PERADI Tanggapi Pasal 282 RUU KUHP tentang Sanksi Advokat Curang
Pojok PERADI

PERADI Tanggapi Pasal 282 RUU KUHP tentang Sanksi Advokat Curang

Jika tetap dipertahankan, pasal ini tidak boleh hanya ditujukan kepada advokat, tetapi juga penegak hukum lain, yaitu hakim, jaksa penyidik, panitera, dan klien.

Oleh:
Tim Publikasi Hukumonline
Bacaan 2 Menit
Ketua Umum DPN PERADI, Prof. Dr. Otto Hasibuan, S.H., M.M. Foto: istimewa.
Ketua Umum DPN PERADI, Prof. Dr. Otto Hasibuan, S.H., M.M. Foto: istimewa.

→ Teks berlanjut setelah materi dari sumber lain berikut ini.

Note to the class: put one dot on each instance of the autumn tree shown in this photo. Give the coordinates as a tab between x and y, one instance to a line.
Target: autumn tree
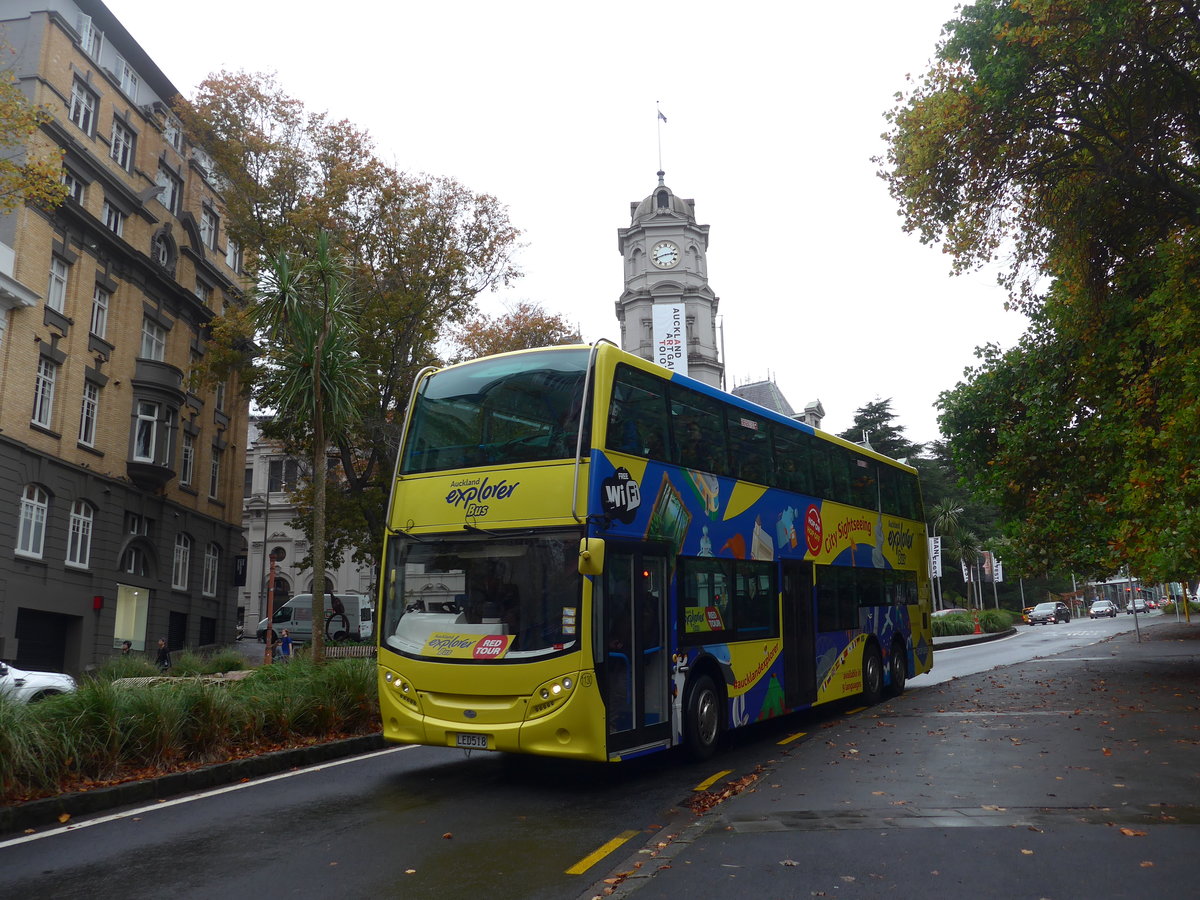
1060	136
30	169
419	251
875	424
523	327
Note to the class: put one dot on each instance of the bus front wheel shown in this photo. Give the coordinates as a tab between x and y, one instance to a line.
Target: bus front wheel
873	675
899	670
702	719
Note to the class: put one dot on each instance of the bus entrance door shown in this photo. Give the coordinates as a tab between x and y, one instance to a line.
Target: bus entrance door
636	669
799	663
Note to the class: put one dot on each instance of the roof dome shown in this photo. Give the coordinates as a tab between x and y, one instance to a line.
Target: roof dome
663	201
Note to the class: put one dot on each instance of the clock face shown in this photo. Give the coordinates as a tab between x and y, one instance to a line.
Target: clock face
665	255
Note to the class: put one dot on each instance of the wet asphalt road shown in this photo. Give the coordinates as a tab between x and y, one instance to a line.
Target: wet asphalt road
1071	775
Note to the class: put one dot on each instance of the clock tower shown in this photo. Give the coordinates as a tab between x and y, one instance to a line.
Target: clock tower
667	312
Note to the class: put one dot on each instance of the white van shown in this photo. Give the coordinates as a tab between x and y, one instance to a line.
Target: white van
354	623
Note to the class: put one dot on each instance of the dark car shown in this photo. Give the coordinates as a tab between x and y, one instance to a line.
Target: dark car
1049	613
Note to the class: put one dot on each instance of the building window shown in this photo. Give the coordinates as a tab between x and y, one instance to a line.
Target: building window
154	340
129	79
145	431
114	220
204	293
135	562
43	393
173	132
75	186
161	251
282	474
79	537
172	190
181	562
91	39
211	565
215	474
187	460
88	414
100	311
83	107
209	227
31	527
57	292
121	149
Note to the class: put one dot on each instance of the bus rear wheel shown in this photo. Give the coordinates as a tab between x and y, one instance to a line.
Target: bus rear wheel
899	671
702	719
873	675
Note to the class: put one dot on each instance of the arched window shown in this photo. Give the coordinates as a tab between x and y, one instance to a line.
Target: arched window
79	534
211	567
181	563
31	531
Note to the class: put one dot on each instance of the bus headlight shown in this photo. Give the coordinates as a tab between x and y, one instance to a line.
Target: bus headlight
402	688
550	696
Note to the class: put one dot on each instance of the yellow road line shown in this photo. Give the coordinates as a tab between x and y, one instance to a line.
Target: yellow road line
595	857
708	783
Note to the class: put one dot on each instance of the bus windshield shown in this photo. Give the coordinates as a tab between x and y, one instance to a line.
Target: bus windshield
445	597
498	411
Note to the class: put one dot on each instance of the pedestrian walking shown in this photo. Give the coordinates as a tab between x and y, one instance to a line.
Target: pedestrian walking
163	658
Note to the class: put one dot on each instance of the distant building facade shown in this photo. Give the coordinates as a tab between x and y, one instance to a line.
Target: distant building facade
268	510
121	475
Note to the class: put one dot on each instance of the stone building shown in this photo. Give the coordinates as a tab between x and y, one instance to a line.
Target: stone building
121	473
268	511
667	311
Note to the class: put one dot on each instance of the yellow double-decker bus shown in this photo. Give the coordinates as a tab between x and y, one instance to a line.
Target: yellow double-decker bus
592	557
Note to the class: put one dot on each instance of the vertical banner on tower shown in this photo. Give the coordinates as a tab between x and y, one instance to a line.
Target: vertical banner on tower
669	329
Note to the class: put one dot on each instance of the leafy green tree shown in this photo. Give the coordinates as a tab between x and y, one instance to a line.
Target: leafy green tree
1061	135
419	251
312	376
876	423
523	327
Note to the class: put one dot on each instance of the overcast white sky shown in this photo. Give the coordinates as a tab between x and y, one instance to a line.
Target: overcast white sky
774	111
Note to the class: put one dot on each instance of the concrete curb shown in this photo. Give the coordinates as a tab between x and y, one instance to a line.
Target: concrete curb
951	641
47	811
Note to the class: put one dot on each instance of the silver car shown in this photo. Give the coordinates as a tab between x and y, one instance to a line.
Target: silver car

Menanggapi surat bernomor PPE.2.PP.01.04/579 perihal Undangan Rapat Internal Pemerintah pembahasan Rancangan Undang-Undang (RUU) tentang Kitab Undang-Undang Hukum Pidana (KUHP) yang dikeluarkan Kementerian Hukum dan Hak Asasi Manusia RI pada 6 Agustus; Perhimpunan Advokat Indonesia (PERADI) memberikan sejumlah catatan tegas terkait pembahasan advokat curang.  Hal ini terkait keberadaan Pasal 282 RUUKUHP yang berbunyi sebagai berikut:

 

Dipidana dengan pidana penjara paling lama 5 (lima) tahun atau pidana denda paling banyak kategori V advokat yang dalam menjalankan pekerjaannya secara curang:

  1. Mengadakan kesepakatan dengan pihak lawan klien, padahal mengetahui atau sepatutnya menduga bahwa perbuatan tersebut dapat merugikan kepentingan pihak kliennya; atau
  1. Memengaruhi panitera, panitera pengganti, juru sita, saksi, juru bahasa, penyidik, penuntut hukum, atau hakim dalam perkara, dengan atau tanpa imbalan.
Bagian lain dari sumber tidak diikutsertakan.